I have been trying to think up a ‘benign’ scenario that could generate abnormally low delta-F scores in a series of studies. I haven’t managed it yet.
But there is one thing that troubles me. All of the statistics above operate on the assumption that data are continuously distributed. However, most of the data in Förster’s studies were categorical i.e. outcome scores were fixed to be (say) 1 2 3 4 or 5, but never 4.5, or any other number.
Now if you simulate categorical data (by rounding all numbers to the nearest integer), the delta-F distribution starts behaving oddly. For example given the null hypothesis, the p-curve should be flat, like it is in the graph on the right. But with rounding, it looks like the graph on the left:
The p-values at the upper end of the range (i.e. at the end of the range corresponding to super-linearity) start to ‘clump’.
The authors of the accusation note this as well (when I replicated the effect, I knew my simulations were working!). They say that it’s irrelevant because the clumping doesn’t make the p-values either higher or lower on average. The high and low clumps average out. My simulations also bear this out: rounding to integers doesn’t introduce bias.
However, a p-value distribution just shouldn’t look like that, so it’s still a bit worrying. Perhaps, if some additional constraints and assumptions are added to the simulations, delta-F might become not just clumped, but also biased – in which case the accusations would fall apart.
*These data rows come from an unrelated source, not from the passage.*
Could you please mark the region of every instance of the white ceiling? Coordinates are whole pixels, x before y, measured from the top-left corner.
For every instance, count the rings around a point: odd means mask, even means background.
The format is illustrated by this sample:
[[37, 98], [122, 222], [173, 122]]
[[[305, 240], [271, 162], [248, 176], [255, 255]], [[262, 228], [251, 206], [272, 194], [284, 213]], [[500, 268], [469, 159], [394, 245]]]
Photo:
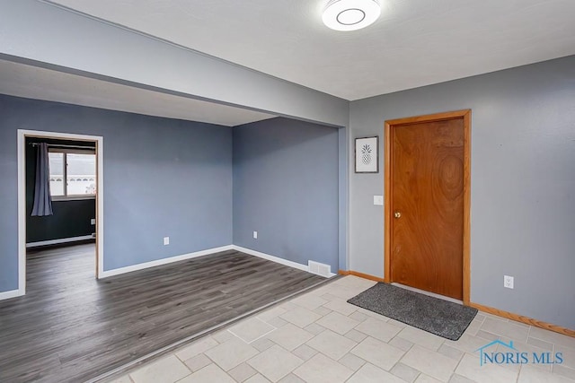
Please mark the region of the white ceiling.
[[227, 126], [274, 117], [4, 60], [0, 93]]
[[352, 32], [327, 0], [51, 2], [350, 100], [575, 54], [575, 0], [380, 0]]

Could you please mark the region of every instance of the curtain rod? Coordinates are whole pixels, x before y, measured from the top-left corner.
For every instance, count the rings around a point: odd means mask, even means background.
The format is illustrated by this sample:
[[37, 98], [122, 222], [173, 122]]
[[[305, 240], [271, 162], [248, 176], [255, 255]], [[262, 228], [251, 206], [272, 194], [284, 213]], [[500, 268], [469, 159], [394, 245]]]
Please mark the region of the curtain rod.
[[[29, 144], [32, 146], [38, 146], [40, 143], [30, 143]], [[66, 145], [60, 144], [49, 144], [49, 147], [52, 148], [71, 148], [71, 149], [92, 149], [96, 150], [95, 146], [81, 146], [81, 145]]]

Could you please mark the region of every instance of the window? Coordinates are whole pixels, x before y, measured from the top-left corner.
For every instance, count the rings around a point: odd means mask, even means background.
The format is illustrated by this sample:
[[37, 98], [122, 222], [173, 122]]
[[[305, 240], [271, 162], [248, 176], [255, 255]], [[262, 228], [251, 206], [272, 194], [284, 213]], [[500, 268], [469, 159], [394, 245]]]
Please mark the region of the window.
[[50, 195], [54, 199], [92, 197], [96, 194], [96, 155], [49, 149]]

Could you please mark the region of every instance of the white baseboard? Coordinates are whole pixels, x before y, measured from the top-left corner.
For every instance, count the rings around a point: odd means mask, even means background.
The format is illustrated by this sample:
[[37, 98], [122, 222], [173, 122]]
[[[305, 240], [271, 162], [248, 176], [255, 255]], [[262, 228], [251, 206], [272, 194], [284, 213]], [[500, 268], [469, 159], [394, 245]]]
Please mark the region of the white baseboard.
[[[261, 253], [260, 251], [252, 250], [247, 248], [242, 248], [241, 246], [232, 245], [232, 248], [236, 251], [249, 254], [251, 256], [258, 257], [260, 258], [267, 259], [269, 261], [276, 262], [278, 264], [285, 265], [287, 266], [294, 267], [298, 270], [306, 271], [309, 273], [309, 267], [307, 265], [298, 264], [297, 262], [288, 261], [288, 259], [280, 258], [279, 257], [270, 256], [270, 254]], [[330, 278], [335, 276], [333, 273], [330, 273]]]
[[37, 246], [58, 245], [60, 243], [76, 242], [78, 240], [94, 239], [92, 235], [83, 235], [80, 237], [62, 238], [60, 239], [40, 240], [40, 242], [30, 242], [26, 244], [26, 248], [35, 248]]
[[234, 247], [232, 245], [222, 246], [221, 248], [208, 248], [206, 250], [196, 251], [194, 253], [170, 257], [169, 258], [157, 259], [155, 261], [133, 265], [131, 266], [119, 267], [113, 270], [107, 270], [100, 274], [99, 279], [107, 278], [109, 276], [119, 275], [120, 274], [130, 273], [137, 270], [143, 270], [145, 268], [159, 266], [162, 265], [167, 265], [173, 262], [184, 261], [186, 259], [197, 258], [198, 257], [208, 256], [209, 254], [219, 253], [220, 251], [226, 251], [226, 250], [233, 250], [233, 249], [234, 249]]
[[0, 292], [0, 300], [9, 300], [10, 298], [16, 298], [24, 295], [23, 290], [11, 290], [9, 292]]

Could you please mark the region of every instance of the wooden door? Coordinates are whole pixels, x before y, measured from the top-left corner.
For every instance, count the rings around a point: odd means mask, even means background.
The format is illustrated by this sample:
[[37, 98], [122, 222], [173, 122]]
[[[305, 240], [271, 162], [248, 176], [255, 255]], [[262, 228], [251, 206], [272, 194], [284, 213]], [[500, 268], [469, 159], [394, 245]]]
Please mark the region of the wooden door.
[[391, 279], [463, 299], [464, 118], [394, 125]]

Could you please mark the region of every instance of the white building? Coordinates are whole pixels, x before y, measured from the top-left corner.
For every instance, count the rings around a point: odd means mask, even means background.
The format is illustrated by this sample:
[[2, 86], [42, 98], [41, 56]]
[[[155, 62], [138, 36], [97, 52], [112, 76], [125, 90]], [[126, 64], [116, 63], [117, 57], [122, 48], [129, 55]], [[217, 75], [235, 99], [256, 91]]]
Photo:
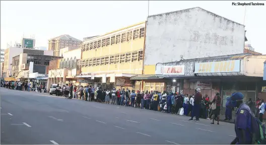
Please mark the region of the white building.
[[244, 41], [244, 26], [201, 8], [150, 16], [144, 69], [183, 59], [242, 53]]

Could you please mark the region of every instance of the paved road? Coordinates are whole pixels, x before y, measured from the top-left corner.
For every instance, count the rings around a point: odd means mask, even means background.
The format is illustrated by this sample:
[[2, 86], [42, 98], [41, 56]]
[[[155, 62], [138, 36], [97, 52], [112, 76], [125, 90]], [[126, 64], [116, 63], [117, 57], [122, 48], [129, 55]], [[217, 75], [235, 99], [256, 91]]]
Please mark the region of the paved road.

Perhaps. Or perhaps the method is never biased. But in my view, if Förster and his defenders want to challenge the statistics of the accusations, this is the only weak spot I can see. Förster’s career might depend on finding a set of conditions that skew those curves.
UPDATE 8th May 2014: The findings of the Dutch scientific integrity commission, LOWI, on Förster, have been released. English translation here. As was already known, LOWI recommended the retraction of the 2012 paper, on grounds that the consistent linearity was so unlikely to have occured by chance that misconduct seems likely. What’s new in the report, however, is the finding that the superlinearity was not present when male and female participants were analysed seperately. This is probably the nail in the coffin for Förster because it shows that there is nothing inherent in the data that creates superlinearity (i.e. it is not a side effect of the categorical data, as I speculated it might be.) Rather, both male and female data show random variation but they always seem to ‘cancel out’ to produce a linear mean. This is very hard to explain in a benign way.
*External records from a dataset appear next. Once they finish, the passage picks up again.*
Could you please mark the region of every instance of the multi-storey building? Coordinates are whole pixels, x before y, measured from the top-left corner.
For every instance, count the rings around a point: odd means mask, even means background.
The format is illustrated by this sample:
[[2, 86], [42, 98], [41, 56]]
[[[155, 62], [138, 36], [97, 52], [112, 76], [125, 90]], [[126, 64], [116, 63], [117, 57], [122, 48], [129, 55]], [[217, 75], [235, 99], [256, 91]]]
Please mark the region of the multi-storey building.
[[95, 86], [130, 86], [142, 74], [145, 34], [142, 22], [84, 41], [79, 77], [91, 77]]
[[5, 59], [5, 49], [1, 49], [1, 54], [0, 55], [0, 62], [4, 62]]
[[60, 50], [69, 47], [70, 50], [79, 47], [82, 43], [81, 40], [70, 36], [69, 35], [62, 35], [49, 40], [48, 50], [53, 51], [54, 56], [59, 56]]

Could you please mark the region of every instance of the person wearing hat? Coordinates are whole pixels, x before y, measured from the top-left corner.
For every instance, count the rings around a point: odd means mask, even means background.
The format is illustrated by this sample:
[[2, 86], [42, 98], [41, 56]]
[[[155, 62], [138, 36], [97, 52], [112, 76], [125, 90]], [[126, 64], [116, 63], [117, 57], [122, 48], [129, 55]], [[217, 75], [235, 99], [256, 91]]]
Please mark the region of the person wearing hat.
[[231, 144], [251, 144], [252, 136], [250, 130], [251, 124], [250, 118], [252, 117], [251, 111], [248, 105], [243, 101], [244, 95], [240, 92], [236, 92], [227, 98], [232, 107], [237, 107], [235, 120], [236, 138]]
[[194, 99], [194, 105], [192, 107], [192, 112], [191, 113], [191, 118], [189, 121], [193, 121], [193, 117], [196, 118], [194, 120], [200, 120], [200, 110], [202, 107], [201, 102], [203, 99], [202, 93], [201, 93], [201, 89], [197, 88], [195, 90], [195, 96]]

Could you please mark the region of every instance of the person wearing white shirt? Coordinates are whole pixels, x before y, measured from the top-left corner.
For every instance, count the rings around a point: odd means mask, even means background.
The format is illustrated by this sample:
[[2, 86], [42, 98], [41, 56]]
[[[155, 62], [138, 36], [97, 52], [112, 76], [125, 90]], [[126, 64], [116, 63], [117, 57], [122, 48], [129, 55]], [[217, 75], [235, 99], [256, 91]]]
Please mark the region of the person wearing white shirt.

[i]This doesn’t mean that fraud busting charges, even those that rise to a level of concern, should not also be critically evaluated. On the contrary, it is crucial that they be scrupulously criticized.
[ii]Warning to fans of Nate Silver,he shows the greatest disrespect for and misunderstanding of R.A. Fisher and significance tests: “Fisher and his contemporaries …sought to develop a set of statistical methods that they hoped would free us from any possible contamination from bias…[T]he frequentist methods–in striving for immaculate statistical procedures that can’t be contaminated by the researchers’s bias–keep him hermetically sealed off from the real-world.” (Silver 2012, 252-3). Fisher designed methods, relied on to this day, to detect and unearth bias based on understanding of how they arise and, with care, may be controlled and/or discerned objectively. Where does his “immaculate conception” come from? Silver does a great disservice to Fisher and fraud busting (e.g., in his 2012 “The Signal and the Noise”, pp.250-255). I hope he will correct his perception.